Industry after industry is going through a digital transformation with technology completely revolutionizing even the most traditional of fields. While it’s hard to remember a time before Smartphones and iPhones were all the rage, the mobile phone industry did go through a revolution of its own in order to get to where it is today. The automotive industry - in the midst of its own paradigm shift - can learn lessons from the history of mobile phones in order to achieve equal (or greater) success.

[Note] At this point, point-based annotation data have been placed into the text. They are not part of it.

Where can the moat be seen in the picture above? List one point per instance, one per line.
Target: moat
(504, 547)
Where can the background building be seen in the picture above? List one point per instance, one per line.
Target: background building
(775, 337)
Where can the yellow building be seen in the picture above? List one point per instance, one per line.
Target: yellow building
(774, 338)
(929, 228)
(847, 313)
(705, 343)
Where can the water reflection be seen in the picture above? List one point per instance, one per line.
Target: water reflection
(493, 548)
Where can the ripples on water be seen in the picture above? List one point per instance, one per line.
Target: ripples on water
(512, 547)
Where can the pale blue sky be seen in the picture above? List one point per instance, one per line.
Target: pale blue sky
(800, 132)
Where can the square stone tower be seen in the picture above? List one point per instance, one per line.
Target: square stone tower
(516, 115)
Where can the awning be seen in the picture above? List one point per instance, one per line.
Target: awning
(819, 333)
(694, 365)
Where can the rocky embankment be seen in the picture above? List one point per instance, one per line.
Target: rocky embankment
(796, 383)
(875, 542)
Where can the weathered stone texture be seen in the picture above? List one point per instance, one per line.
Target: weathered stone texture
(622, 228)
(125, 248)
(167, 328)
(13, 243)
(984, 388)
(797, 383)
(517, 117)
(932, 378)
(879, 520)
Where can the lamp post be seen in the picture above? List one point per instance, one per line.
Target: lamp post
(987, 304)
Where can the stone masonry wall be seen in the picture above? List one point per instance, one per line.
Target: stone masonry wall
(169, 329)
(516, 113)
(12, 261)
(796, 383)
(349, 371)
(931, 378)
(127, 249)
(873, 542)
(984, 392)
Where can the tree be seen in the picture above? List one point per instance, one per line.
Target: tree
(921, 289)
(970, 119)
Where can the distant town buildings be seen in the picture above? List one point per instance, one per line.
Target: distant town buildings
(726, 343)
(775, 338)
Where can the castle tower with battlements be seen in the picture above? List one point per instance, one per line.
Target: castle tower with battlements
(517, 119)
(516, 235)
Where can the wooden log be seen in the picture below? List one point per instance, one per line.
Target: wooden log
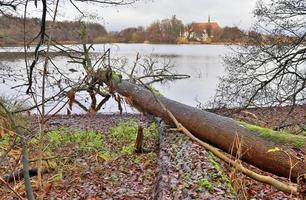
(218, 131)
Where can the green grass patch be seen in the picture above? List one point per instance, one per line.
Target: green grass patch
(81, 140)
(213, 161)
(278, 136)
(204, 183)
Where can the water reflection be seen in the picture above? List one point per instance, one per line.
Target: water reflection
(202, 62)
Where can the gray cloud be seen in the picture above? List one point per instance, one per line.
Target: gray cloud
(225, 12)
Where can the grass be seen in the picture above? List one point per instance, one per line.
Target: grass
(213, 161)
(125, 134)
(278, 136)
(84, 141)
(204, 183)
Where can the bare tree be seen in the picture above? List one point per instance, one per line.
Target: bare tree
(268, 70)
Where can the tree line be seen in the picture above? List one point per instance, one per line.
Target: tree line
(170, 30)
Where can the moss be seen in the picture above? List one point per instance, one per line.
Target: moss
(278, 136)
(156, 92)
(204, 183)
(213, 161)
(116, 77)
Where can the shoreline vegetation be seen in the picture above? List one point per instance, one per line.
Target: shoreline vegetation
(166, 31)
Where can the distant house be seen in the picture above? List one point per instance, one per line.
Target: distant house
(200, 31)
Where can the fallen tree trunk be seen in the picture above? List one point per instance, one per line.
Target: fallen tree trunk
(217, 130)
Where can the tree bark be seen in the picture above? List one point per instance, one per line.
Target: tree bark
(217, 130)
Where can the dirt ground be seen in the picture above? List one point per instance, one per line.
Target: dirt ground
(173, 167)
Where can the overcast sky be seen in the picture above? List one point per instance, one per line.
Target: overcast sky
(225, 12)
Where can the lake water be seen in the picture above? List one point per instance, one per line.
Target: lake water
(202, 62)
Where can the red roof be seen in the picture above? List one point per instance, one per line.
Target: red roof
(199, 27)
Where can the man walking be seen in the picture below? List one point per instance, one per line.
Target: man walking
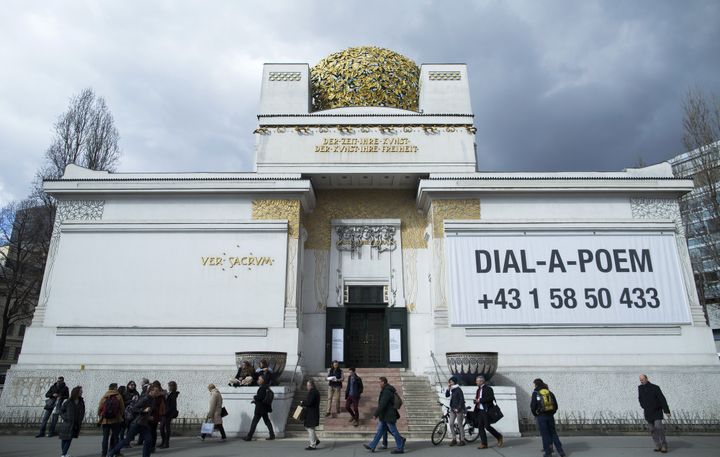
(334, 387)
(352, 396)
(484, 400)
(55, 397)
(654, 404)
(387, 416)
(457, 411)
(543, 405)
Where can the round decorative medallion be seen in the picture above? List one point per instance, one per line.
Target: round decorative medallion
(365, 76)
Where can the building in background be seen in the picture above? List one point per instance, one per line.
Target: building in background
(702, 225)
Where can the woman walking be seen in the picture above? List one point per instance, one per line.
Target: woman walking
(312, 414)
(72, 413)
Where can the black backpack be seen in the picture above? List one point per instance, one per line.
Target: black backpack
(110, 408)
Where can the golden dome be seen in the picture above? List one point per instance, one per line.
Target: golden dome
(365, 76)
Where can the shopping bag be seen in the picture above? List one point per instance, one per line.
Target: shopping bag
(494, 414)
(299, 413)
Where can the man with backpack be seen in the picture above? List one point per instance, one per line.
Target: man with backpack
(263, 406)
(387, 415)
(111, 417)
(543, 405)
(653, 403)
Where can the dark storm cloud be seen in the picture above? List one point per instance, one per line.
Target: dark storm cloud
(556, 85)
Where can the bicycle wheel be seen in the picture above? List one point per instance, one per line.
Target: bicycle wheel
(471, 432)
(439, 433)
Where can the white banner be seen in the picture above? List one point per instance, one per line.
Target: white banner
(501, 279)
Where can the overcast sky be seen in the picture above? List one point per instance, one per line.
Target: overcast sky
(556, 85)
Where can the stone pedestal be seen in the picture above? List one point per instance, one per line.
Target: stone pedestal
(506, 398)
(241, 411)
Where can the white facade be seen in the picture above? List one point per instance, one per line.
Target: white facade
(168, 275)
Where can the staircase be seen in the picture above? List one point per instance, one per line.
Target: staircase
(418, 415)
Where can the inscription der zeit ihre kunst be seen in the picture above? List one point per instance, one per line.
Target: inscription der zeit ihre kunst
(372, 145)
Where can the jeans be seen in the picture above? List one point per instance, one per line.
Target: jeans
(65, 446)
(351, 406)
(393, 430)
(110, 433)
(134, 429)
(657, 431)
(546, 426)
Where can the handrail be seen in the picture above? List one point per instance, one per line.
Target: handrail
(297, 364)
(438, 369)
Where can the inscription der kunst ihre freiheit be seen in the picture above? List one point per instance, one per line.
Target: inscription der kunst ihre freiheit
(372, 145)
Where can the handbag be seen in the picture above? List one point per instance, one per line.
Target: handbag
(207, 428)
(49, 404)
(494, 413)
(299, 413)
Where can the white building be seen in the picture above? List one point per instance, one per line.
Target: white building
(366, 233)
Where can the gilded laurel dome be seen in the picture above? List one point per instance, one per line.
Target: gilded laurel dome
(365, 76)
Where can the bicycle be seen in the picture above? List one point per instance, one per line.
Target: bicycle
(440, 430)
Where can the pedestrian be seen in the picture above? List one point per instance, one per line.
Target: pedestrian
(111, 410)
(141, 410)
(334, 387)
(73, 413)
(130, 395)
(263, 406)
(312, 414)
(457, 411)
(352, 396)
(654, 404)
(171, 412)
(387, 416)
(214, 414)
(543, 405)
(54, 399)
(484, 400)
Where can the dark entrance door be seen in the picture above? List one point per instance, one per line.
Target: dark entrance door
(366, 338)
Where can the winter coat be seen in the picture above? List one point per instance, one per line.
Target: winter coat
(215, 410)
(652, 401)
(386, 411)
(171, 405)
(72, 414)
(337, 372)
(312, 408)
(457, 399)
(259, 399)
(119, 415)
(354, 387)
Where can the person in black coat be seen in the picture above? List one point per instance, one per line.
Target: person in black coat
(312, 414)
(654, 404)
(484, 400)
(262, 409)
(73, 413)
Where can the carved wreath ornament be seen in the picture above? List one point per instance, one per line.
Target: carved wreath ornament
(354, 237)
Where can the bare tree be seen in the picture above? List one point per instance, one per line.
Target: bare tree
(25, 231)
(701, 208)
(85, 135)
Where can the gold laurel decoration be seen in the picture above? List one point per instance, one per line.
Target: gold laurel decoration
(442, 210)
(365, 204)
(279, 209)
(365, 76)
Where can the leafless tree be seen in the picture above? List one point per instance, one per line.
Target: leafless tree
(701, 209)
(85, 135)
(24, 234)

Hand phone- Out. Smartphone- In.
No one predicted that the iPhone would become the staple that it is today. In fact, in 2007, Microsoft CEO Steve Ballmer laughed off the threat of Apple, claiming that a device without even a keyboard has no use in the business world. At the time, what Ballmer said made sense. After all, Apple introduced the iPhone when the cell phone industry was a saturated market with plenty of players for consumers to choose from. All trends were pointing at smaller devices and a firmly established user experience that revolved around making phone calls. Despite this, Apple introduced a larger phone with outdated connectivity and poor cellular reception.
We all know what happened next. The iPhone changed the shape of the cell phone industry forever by taking the same device - a mobile phone - and turning it into a brand new product - a smartphone. Ultimately, all of their rivals were driven out of the market completely (or moved to Android, the one competitor that actually poses a threat) as the iPhone created an entirely new paradigm for the whole industry.
It’s All About the Consumer
Apple, as a nearly bankrupt company, was able to create an entirely new smartphone industry by focusing on the new consumer with a user-centric device. This drove the paradigm shift in the mobile phone industry and is now doing the same in the automotive industry. Apple capitalized on the fact that a new consumer was on the scene - a younger generation looking for a new user experience not necessarily centered simply around making phone calls. The consumer wanted a device that answered more of their needs - the ability to communicate, listen to music, track their calendar and more in the palm of their hands.
This same consumer, whose expectations have now advanced - and are ever-more user-centric - thanks to the smartphone revolution, should be in the minds of automotive OEMs as they navigate the automotive industry’s transformation. This consumer:
- Expects a customized, individualized experience
- Does not want to have to “configure” new devices, but rather they should work automatically
- Is used to maintenance-free hardware and software
- Wants quick technological turnover and updates - the newest version and features always on demand
- Is not afraid of rapid changes and trying new trends
- Values service as a product
So What’s an Automaker To Do?
New automakers must channel their inner Apple. Traditional OEMs have a work model rooted in over 100 years of history that relies heavily on a supplier chain and a long development cycle. In short, the long production time means that cars may be outdated as soon as they come off the assembly line. To continue competing in the new reality, OEMs must focus on the fact that their customers are shifting from being drivers of a vehicle (where the emphasis is on the performance of the vehicle) to subscribers to a service (where the emphasis is on the user’s experience).
New cars will be like new iPhones - they will be fully customizable to suit the drivers’ demands. New car brands will build brand loyalty with their customers to have them loyal to the experience that they provide, similar to Apple. In order to create cars that fit this new paradigm, traditional OEMs will need to move away from their long-standing methods and embrace new technologies that will allow them to break the scalability walls that limit their current evolution. This will make them become the Apples of the automotive world.